I've done a ton of research (years), and got bitten by the carbon bug at 52,000 miles on my 2008 VW TSI. The #2 intake port was so choked up with carbon that during a cold start, it couldn't get enough air to mix with the extra cold start fuel and it was misfiring. VW didn't even attempt to clean it, it was so bad. They replaced the cylinder head. The one pic I saw in this thread of the FiST intake port was nothing to worry about. Even port injected engines get a little buildup in spots.
That said, just a catch can isn't going to solve the GDI carbon issue. There are a number of factors that affect the carbon buildup issue. Fuel quality (top tier vs. cheapest gas around), amount of idling, how it's driven (stop and go vs. highway), amount of time it will be driven between startup and shutdown, oil quality, and even Ethanol has an effect on it.
PCV alone isn't the only contributor. The very nature of how valve seals work contributes; a little oil ends up past the valve seals to lubricate the valve guides. That oil ends up in the intake port. In port injection, it gets washed in to the mixture and drawn in to the combustion chamber. In a GDI engine, it sits and cakes in the intake ports and on valves.
EGR operation (in the case of variable valve timing like the FiST, they use cam timing for EGR instead of EGR valves) contributes to buildup. This loops in the Ethanol effect. Unburnt ethanol is a cleaner, but burnt ethanol is quite sooty.
Poor quality fuel contributes to increased carbon deposits not just because it's dirty, but the lack of additives contributes.
Idling a lot and constant stop and go contributes because things never get hot enough to burn off deposits as they build up. Starting it, driving it a few miles to work, and shutting it down contributes the same way.

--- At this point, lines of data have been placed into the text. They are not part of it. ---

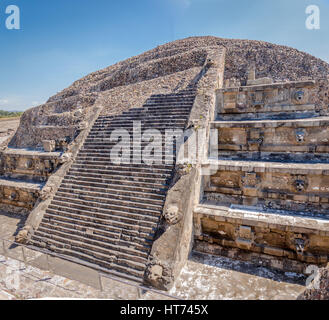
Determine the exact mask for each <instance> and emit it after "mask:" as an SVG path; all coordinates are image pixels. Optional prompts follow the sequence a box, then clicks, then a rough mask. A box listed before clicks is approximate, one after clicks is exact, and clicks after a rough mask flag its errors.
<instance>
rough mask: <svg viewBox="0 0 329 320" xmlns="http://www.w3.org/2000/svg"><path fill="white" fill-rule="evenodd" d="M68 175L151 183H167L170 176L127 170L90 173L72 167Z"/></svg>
mask: <svg viewBox="0 0 329 320" xmlns="http://www.w3.org/2000/svg"><path fill="white" fill-rule="evenodd" d="M67 175H69V176H80V177H87V178H88V177H89V178H99V179H104V180H105V179H111V178H114V179H117V180H123V181H126V180H130V181H131V180H132V181H135V182H149V183H152V182H154V181H157V182H161V183H164V184H165V183H167V181H168V179H169V178H170V176H165V177H161V175H156V174H154V175H152V174H146V173H141V174H140V175H139V173H138V172H135V173H134V172H129V171H127V172H126V173H125V175H122V174H121V173H120V172H115V171H113V172H111V171H109V172H104V173H96V172H93V173H92V175H91V173H90V172H89V171H88V170H86V171H81V170H74V169H70V170H69V172H68V174H67Z"/></svg>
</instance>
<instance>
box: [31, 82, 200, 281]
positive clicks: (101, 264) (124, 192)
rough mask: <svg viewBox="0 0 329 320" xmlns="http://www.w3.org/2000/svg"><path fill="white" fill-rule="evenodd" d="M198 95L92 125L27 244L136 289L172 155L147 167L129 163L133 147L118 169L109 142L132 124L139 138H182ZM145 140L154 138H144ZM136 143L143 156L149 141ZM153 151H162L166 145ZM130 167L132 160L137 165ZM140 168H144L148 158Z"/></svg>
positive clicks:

Avoiding getting bitten by GDI carbon issues is a cumulative thing. Using a good quality oil with a good detergent pack and a low NOACK will help. A catch can will help. Avoiding other things I spoke of above will all help. I have seen VW and Audi guys with meth injection that still get the buildup issues because the meth injection by itself won't fix all of the other problems that contribute to the problem. Then I have a buddy at work with the same TSI engine in his MK IV GTI I had in my Jetta, and because he regularly tracks the car, at 120,000 miles he has zero carbon issues.